Contemplaba el paisaje transformado en el curso de la noche y pensaba que el río odiaba el puente, en tanto que la carretera, sin duda, odiaba el río, los torrentes a los muros, el viento a la montaña que domaba su furia, y todos ellos juntos odiaban la ciudad, la cual se desplegaba empapada, gris y altanera, en medio de aquel odio destructor. Yo la quería, pues estaba sola contra todos.
Sin apartar los ojos de los tejados, intentaba comprender qué relación podía existir entre la tempestad de la noche pasada y la hija de Checho Kaili, cuya barba recordé de pronto como un mal agüero. Después, mi imaginación se trasladó al aljibe. Me levanté y bajé las escaleras. El corredor estaba completamente empapado. Los cubos y las cuerdas aparecían amontonados por el suelo. Su presencia acentuaba aún más el silencio. Me acerqué a la boca del aljibe, levanté la tapa y me agaché.
– Auuu -le dije en voz baja, como si temiera despertar alguna bestia.
– Auuu -me respondió el aljibe con desgana y con una voz ronca que me era ajena. Esto significaba que se le había pasado el enfado, aunque no del todo, pues su voz resultaba más gruesa de lo habitual.
Al subir nuevamente a la sala grande de la segunda planta, vi con alegría que allá a lo lejos, a una distancia indefinida, había surgido el arco iris, como un pacto de paz recién establecido entre la montaña, el río, el puente, los torrentes, la mezquita, el viento y la ciudad. No resultaba difícil comprender que se trataba, no obstante, de una paz temporal e inestable.
Toma Francia y Canadá y dame Luxemburgo.
– ¡No, hombre! Te gusta Luxemburgo ¿eh?
– Bueno, si quieres.
– Si me das Abisinia por dos Polonias, podemos discutirlo.

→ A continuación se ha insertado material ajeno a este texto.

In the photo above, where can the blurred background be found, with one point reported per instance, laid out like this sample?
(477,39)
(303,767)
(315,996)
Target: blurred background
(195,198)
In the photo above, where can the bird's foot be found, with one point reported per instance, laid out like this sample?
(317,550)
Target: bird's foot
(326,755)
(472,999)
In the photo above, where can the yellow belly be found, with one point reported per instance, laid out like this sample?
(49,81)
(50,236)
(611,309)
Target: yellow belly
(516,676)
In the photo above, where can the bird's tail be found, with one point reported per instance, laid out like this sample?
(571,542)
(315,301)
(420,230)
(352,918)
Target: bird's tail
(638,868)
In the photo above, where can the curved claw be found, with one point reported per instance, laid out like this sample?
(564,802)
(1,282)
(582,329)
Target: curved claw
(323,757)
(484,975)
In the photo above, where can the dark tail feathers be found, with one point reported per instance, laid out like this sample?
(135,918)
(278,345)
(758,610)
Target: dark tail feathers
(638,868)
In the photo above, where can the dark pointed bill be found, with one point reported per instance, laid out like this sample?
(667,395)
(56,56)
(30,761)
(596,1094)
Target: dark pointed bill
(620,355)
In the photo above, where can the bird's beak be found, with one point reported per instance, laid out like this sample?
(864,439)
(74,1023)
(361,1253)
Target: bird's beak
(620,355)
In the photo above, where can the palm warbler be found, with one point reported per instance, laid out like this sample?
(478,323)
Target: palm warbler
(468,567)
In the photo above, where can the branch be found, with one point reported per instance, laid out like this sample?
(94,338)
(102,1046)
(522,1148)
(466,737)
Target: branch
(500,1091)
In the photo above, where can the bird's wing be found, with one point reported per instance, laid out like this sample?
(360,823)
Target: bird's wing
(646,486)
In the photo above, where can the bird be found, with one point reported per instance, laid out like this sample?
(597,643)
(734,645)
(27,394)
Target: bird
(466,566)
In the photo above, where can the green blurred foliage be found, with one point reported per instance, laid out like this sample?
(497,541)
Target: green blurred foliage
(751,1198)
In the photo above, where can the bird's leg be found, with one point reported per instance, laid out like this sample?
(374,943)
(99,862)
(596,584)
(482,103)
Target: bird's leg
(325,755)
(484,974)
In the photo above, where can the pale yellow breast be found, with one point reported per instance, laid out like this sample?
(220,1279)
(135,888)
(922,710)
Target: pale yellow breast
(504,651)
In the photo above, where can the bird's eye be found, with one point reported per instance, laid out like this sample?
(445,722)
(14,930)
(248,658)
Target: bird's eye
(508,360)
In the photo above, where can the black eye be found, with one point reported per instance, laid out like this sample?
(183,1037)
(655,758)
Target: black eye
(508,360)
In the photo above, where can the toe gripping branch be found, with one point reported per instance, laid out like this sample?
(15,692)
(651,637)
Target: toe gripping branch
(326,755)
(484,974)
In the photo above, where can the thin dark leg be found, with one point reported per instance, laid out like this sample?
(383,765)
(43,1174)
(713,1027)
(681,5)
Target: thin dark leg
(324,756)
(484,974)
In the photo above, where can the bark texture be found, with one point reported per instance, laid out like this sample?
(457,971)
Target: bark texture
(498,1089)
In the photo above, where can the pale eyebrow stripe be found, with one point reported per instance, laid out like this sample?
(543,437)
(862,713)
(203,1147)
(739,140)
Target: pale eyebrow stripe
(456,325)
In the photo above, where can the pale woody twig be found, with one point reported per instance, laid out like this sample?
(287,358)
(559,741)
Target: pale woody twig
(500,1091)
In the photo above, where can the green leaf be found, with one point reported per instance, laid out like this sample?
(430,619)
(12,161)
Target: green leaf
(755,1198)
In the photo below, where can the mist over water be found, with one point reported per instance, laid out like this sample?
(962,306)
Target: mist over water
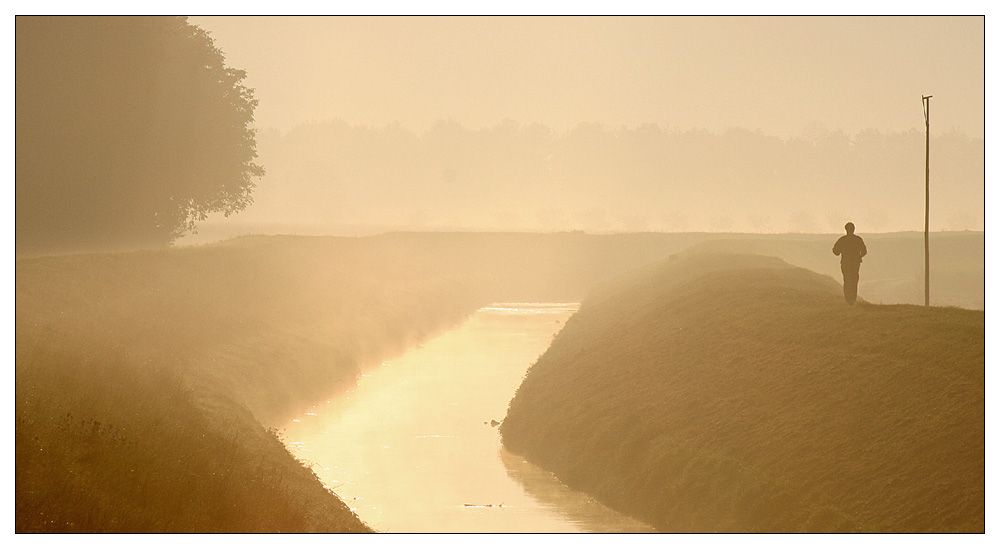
(412,447)
(245,247)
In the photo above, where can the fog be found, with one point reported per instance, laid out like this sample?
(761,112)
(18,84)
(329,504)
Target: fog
(750,124)
(351,274)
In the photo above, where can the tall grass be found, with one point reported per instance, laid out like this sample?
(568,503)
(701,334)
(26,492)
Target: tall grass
(737,393)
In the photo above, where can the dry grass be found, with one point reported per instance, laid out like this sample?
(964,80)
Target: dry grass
(737,393)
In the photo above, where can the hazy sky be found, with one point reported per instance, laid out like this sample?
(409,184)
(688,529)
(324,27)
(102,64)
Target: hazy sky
(775,74)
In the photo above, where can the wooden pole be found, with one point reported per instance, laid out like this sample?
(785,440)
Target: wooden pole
(927,200)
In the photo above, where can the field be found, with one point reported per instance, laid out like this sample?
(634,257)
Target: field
(149,384)
(737,393)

– Abisinia no te la doy. Llévate Francia y Canadá por dos Polonias.
– No.
– Entonces, devuélveme la India, que te di ayer a cambio de Venezuela.
– ¿ La India? Toma, quédatela. ¿Para qué quiero la India? Si quieres que te diga la verdad, anoche me arrepentí.
– No te habrás arrepentido también con respecto a Turquía…
– Porque la he vendido; si no, te la devolvería.
– Muy bien, entonces tampoco te entrego Alemania, como te dije ayer. La partiré en pedazos y te quedarás sin nada.
– ¡Oh!, ¡Si crees que Alemania me importa algo!
Llevábamos una hora peleándonos y regateando con los sellos de correos en mitad de la calle. Discutíamos aún cuando pasó Javer y nos dijo riendo:
– ¿Qué, os estáis repartiendo el mundo?